LEGO: Predicting New Sets That Have a Better Return on Investment Than Gold
LEGO has had a long history of manufacturing toys, particularly in the development of their branded interlocking plastic bricks. Over the years, this history has created generations of block-building enthusiasts who grew up with LEGO and continue to collect new sets into adulthood. It's no wonder that LEGO has become a semi-mainstream investment, as a study published in Science Direct in 2022 reported these sets have a better rate of return than even gold. Is it possible to predict which sets are worth purchasing over others?
In our study, we calculated return on investment (ROI) for each set based on the original USD MSRP of the set vs the current price it fetches. We then compared the LEGO set ROI against ROI for gold calculated from the average yearly opening/closing stock price for gold since 2014. The model then determined if a LEGO should be purchased if the set's ROI was greater than gold's.
Of five tested, XGBoost was the winning model, as the model predicted it performed 1.8 times better than a random selection in the top 30% of LEGO sets.
Our research proved that many LEGO sets have a higher ROI than gold; our model can even predict which sets will have higher ROI. Collectors can use our model to determine if a purchase will be a worthwhile investment, and even novices can feel confident that they are making a valuable purchase.
This research used JMP Pro 17.
My name is Peter Vo.
I'm Keven Thunderberg.
Today, we're here to talk about the return on investment for LEGO versus gold. After this introduction, we'll be going over the data understanding, data preparation, the results, and then the conclusion. What's the first thing that comes to mind when you're looking at a LEGO set? For me, I can't help but just marvel at the cool factor of each set. But the second thing that I look at is the price tag.
A lot of new sets nowadays are getting up to $100 or even several hundred dollars. Back in 2022, Science Direct reported that some LEGO sets were worth even more than the price of gold. That begged the question, what considerations go into the retail price and market price of a LEGO set? Some of it has to do with maybe the generational presence of LEGO, the brand tie-ins, piece count, et cetera. But you're not guaranteed to make a profit just by purchasing an expensive set and sitting on it for a few years. How do we make that decision of whether or not to buy a LEGO set? We predict when we should buy a LEGO set. That's what we're trying to answer today.

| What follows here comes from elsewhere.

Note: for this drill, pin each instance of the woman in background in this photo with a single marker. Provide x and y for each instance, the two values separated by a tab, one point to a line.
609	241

Specifically, we want to determine, one, what variables, if any, contribute to the MSRP price for a LEGO set. Two, we want to create a model that calculates return on investment for a LEGO set. Three, we want to compare the return on investment for a LEGO set versus the return on investment for gold to determine if a LEGO set is worth investing in. I'll throw it over to Keven now to talk about our data understanding.
Thank you, Peter. The first step in a machine learning project is to look at what data we're even going to work with. It's very important to understand what our data even is, so we know how we can manipulate it if needed, and just to know what we are going to be modeling in particular. What we decided to do was look at LEGO sets from the past 10 years in particular. Our data set is a lot larger than that dating back to the 1970s. But as Peter will say in the next section, it wasn't the best back there.

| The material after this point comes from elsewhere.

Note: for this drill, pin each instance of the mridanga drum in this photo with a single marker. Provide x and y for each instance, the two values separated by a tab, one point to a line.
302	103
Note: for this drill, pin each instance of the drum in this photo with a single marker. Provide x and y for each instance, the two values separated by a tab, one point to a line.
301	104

To filter it down to newer sets over the past 10 years, we wanted to focus on the new sets that come out that will help our prediction there. Most sets have an MSRP or a suggested price of under $50, and we'll show that in figure 1 in just a little bit. Other variables included. There's the number of pieces in the set that can range from just a few pieces for something that is just a minifig to thousands and thousands of pieces for some of the giant sets out there. We believe that is a big predictor of MSRP.
The number of minifigures in the set. Of course, the minifigures are the little LEGO guys, little cute yellow guys. Some sets can have zero, some sets can have tens of those. Our data came from brikset.com, so the number of people who own the set and then the rating of the set, the star rating from 0-5, are from there. The number of instructions of the set and availability of the set: those were maybe a little bit less important, but we wanted to throw them in as well.

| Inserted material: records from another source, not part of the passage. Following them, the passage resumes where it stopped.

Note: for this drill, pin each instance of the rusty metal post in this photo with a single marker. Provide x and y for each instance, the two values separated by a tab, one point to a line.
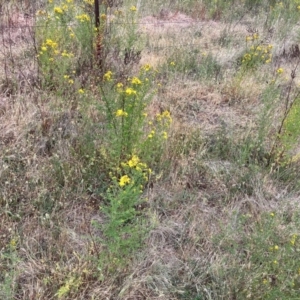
97	14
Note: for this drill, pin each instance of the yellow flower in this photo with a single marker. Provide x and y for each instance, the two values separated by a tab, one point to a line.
130	91
146	67
279	71
58	10
124	180
83	17
121	112
133	161
51	43
136	81
107	76
293	239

The availability in particular is whether it is from LEGO directly or if it's available at retail, everywhere, or if it's available just at LEGOLAND. There were a few like that. Finally, the theme group of the set was the most interesting one to think about, we thought. This is whether it's a licensed set. Harry Potter and Star Wars would both be licensed sets, versus LEGO DUPLO, the really big ones, those would be under the preschool theme group. We wanted to include that because we thought that might actually be a big prediction. Maybe some licensed sets are worth more than non-licensed sets. We don't know.
Going into what we did with the data next, we'll go back to Peter.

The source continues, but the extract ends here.